Resurgence in London buy-to-let activity in Q1 of 2018

Michael Lloyd

May 8, 2018

Market share for buy-to-let applications in London rose for the first time since Q2 of 2017, growing from 12.4% in Q4 of 2017 to 16.5% in the first quarter this year, Commercial Trust has found.

Overall, the South East still leads the way, having also grown its market share from 17.2% in Q4 of 2017, to 19.2% in Q1 of 2018. This means that London has also closed the gap on the South East’s overall market share.

Andrew Turner, chief executive at Commercial Trust, said: “From our latestquarterly data, it is clear that property investment in London and the South East is very much alive and kicking – and if anything, growing.

“The report perhaps also reflects the effect of the introduction of the 3% stamp duty surcharge in April 2016, which of course would have been more keenly felt by investors in the more expensive properties found in this part of the country.

“London and the South East remain regions of high demand for rental property and a recent article from City AM indicated that property prices in the capital have continued to fall, perhaps creating something of a buyers’ market for investors.

“I think the data also reflects a regained sense of confidence in London and the South East, among landlords with capital to spend.”

The biggest increase in market share, quarter on quarter, was recorded by the East Midlands, which saw a 5% increase in the first three months of 2018.

Scotland and Wales also saw an upsurge in market share over the same period by almost 2%.

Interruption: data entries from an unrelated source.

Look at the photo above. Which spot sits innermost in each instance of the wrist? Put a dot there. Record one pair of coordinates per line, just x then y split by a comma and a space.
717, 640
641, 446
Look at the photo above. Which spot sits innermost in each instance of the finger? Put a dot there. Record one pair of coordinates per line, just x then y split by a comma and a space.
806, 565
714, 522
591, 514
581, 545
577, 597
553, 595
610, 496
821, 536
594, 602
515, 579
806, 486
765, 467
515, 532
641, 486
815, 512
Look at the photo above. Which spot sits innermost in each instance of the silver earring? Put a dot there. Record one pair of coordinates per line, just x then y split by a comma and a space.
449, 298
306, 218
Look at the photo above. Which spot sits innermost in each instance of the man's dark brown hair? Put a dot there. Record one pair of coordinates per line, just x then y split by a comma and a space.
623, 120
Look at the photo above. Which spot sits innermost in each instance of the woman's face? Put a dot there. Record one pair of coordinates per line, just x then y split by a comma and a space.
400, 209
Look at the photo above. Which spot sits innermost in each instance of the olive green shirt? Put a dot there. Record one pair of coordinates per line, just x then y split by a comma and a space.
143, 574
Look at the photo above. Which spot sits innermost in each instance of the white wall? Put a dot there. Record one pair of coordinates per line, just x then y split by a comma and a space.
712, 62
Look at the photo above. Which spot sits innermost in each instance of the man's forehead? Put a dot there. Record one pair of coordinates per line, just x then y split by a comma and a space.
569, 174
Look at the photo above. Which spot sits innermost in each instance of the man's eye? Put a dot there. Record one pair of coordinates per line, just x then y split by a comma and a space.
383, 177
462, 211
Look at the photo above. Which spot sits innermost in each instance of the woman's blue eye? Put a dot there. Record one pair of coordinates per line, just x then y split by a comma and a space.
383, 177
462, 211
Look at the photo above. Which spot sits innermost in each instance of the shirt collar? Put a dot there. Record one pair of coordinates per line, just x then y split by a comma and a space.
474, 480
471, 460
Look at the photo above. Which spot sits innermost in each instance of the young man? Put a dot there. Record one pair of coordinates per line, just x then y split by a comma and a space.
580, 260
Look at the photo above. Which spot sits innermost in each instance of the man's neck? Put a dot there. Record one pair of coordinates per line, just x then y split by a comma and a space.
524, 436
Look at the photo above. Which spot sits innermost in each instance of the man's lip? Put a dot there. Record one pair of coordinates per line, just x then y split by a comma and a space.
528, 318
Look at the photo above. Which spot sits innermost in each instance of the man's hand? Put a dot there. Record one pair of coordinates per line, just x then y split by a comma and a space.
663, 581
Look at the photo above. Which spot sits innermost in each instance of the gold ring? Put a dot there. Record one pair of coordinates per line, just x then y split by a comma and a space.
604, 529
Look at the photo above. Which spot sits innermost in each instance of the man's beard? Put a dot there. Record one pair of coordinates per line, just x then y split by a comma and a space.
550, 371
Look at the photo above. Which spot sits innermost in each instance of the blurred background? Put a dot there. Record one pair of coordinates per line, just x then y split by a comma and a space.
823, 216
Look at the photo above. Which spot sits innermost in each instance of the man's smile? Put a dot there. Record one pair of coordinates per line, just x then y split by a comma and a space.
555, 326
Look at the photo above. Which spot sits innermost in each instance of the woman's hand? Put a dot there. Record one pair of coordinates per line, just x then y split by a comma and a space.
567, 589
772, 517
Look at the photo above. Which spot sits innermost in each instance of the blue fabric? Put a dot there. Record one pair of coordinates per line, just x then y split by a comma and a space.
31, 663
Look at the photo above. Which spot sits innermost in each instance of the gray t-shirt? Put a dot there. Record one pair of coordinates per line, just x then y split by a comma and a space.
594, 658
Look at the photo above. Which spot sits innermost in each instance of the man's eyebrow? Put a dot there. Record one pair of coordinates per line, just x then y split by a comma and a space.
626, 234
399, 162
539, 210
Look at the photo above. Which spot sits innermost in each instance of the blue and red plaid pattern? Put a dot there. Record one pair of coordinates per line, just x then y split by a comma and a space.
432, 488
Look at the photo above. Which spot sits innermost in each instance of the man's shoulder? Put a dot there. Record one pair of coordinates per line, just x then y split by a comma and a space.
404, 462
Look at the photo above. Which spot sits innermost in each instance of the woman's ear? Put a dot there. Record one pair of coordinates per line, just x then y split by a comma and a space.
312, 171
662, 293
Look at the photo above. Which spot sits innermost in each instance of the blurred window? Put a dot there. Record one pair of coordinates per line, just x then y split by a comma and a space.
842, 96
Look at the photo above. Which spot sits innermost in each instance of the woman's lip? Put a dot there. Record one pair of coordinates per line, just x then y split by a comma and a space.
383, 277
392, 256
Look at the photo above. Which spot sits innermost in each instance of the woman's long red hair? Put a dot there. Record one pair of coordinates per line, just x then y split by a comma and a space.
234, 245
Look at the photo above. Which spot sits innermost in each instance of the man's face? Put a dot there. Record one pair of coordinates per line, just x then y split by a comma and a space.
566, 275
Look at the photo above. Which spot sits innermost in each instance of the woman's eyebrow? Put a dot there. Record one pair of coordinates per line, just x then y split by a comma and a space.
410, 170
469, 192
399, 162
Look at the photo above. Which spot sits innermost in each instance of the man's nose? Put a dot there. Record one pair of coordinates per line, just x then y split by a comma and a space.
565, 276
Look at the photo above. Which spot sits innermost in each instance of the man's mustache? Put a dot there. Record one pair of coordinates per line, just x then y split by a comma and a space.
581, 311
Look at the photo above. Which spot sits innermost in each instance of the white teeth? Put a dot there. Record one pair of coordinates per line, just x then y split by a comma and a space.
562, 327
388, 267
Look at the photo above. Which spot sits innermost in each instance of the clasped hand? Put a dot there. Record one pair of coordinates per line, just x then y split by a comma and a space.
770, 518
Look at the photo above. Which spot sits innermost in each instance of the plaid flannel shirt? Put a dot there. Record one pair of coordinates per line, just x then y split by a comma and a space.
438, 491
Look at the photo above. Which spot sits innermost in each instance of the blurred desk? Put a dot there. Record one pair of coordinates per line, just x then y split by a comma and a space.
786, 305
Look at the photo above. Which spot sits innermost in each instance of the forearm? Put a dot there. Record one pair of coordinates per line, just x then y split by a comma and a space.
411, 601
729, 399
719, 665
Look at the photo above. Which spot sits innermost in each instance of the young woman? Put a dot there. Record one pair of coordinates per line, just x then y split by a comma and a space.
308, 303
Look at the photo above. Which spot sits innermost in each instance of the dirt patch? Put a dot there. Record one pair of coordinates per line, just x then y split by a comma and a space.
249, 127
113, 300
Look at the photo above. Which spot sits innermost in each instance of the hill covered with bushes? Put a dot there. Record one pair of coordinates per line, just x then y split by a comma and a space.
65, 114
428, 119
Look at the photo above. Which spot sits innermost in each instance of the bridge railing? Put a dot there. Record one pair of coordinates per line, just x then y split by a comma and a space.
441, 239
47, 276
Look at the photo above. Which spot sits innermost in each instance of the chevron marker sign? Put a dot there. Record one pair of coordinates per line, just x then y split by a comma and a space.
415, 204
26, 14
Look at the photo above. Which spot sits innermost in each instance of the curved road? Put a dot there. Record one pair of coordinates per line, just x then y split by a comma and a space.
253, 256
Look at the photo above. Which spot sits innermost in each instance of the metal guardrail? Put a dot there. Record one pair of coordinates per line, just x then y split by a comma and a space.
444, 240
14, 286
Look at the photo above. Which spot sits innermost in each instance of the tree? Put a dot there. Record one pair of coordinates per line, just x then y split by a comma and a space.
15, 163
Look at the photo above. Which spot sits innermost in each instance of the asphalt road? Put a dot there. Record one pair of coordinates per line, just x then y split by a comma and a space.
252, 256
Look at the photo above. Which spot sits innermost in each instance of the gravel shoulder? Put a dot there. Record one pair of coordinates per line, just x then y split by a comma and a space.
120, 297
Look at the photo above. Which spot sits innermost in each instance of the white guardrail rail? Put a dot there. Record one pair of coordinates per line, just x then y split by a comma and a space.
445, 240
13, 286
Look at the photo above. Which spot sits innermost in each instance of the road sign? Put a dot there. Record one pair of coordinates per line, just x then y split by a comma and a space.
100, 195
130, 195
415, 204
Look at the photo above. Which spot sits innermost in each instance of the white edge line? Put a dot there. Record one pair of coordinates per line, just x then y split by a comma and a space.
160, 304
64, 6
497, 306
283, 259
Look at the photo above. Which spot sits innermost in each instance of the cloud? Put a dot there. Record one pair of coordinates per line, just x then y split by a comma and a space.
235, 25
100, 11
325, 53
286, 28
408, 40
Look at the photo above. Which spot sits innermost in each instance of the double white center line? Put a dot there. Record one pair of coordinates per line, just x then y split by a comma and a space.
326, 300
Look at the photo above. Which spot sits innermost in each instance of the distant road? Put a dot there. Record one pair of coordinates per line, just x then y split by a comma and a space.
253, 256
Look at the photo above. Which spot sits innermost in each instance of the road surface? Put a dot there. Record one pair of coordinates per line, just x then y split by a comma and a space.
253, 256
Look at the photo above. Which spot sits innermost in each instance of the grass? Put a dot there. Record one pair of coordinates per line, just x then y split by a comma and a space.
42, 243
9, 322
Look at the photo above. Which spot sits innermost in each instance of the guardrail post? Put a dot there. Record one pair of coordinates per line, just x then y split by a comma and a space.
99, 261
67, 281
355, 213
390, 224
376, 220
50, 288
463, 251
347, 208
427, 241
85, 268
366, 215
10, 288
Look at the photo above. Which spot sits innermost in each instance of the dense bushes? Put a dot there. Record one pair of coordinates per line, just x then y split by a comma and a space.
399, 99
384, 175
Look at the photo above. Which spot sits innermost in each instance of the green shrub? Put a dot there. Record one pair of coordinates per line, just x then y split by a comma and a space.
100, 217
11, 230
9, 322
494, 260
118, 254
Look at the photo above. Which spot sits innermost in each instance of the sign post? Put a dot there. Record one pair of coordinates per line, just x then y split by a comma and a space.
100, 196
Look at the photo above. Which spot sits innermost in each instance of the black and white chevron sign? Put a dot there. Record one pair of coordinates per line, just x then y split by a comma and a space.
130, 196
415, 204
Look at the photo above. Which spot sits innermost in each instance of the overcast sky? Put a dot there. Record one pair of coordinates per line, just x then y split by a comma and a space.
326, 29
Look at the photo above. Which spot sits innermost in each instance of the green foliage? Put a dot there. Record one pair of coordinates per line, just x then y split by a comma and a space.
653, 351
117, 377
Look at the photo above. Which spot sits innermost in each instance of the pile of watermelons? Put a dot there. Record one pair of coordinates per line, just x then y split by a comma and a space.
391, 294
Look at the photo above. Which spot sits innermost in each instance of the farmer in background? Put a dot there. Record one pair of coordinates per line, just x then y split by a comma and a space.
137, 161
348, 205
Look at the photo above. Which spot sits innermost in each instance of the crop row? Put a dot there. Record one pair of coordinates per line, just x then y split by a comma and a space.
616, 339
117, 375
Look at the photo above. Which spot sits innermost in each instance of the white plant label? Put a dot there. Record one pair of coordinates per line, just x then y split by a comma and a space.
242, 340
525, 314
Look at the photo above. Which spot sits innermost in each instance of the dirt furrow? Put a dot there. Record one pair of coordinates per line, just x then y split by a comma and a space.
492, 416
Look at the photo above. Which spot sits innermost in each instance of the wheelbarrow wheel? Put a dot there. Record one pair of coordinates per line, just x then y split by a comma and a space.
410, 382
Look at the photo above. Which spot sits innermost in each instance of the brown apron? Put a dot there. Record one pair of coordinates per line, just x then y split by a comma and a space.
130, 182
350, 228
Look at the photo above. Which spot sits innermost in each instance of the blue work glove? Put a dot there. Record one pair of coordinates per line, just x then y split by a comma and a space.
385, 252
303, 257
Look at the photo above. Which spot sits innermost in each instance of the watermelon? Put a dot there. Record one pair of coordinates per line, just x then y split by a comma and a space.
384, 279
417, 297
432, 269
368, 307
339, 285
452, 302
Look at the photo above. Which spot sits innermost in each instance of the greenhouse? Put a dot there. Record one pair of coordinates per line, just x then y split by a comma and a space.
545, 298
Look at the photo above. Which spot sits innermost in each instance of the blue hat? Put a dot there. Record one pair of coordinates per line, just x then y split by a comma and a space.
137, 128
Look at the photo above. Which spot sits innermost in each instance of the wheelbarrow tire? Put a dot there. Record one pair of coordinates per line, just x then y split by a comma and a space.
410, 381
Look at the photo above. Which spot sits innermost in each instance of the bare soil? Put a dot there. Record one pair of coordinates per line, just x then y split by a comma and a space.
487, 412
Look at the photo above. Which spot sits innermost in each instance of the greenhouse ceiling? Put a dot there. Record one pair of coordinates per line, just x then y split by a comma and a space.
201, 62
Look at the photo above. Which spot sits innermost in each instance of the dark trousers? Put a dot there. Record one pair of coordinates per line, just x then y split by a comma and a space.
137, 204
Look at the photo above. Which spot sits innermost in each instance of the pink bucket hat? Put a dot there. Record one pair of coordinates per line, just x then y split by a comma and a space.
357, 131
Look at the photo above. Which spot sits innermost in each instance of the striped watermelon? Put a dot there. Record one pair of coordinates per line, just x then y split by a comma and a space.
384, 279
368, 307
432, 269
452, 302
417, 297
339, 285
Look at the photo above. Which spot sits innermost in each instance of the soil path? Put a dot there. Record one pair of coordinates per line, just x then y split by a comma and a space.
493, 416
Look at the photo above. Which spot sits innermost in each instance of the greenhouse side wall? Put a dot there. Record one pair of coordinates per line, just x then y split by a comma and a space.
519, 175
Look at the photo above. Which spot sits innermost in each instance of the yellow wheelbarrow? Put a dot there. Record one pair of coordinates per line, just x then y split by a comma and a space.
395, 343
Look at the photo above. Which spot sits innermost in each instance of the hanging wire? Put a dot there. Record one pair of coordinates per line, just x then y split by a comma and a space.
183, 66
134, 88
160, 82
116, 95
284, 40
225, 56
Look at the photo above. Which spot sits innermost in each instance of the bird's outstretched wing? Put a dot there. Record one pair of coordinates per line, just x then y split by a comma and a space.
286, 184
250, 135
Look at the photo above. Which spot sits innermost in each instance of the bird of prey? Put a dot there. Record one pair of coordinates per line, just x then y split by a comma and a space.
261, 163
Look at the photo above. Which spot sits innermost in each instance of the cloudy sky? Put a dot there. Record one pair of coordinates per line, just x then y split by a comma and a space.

Overall, London and the South East still make up a significant proportion of the buy-to-let application market share, although the North West has grown since 2016.

Turner added: “Similarly, the North West continues to see significant infrastructure investment and projects like HS2 will have the potential to further enhance opportunities for economic development in the long term.

“This in turn may attract more businesses, creating jobs, migration and further rental demand, whilst at the same time potentially contributing to property price growth.”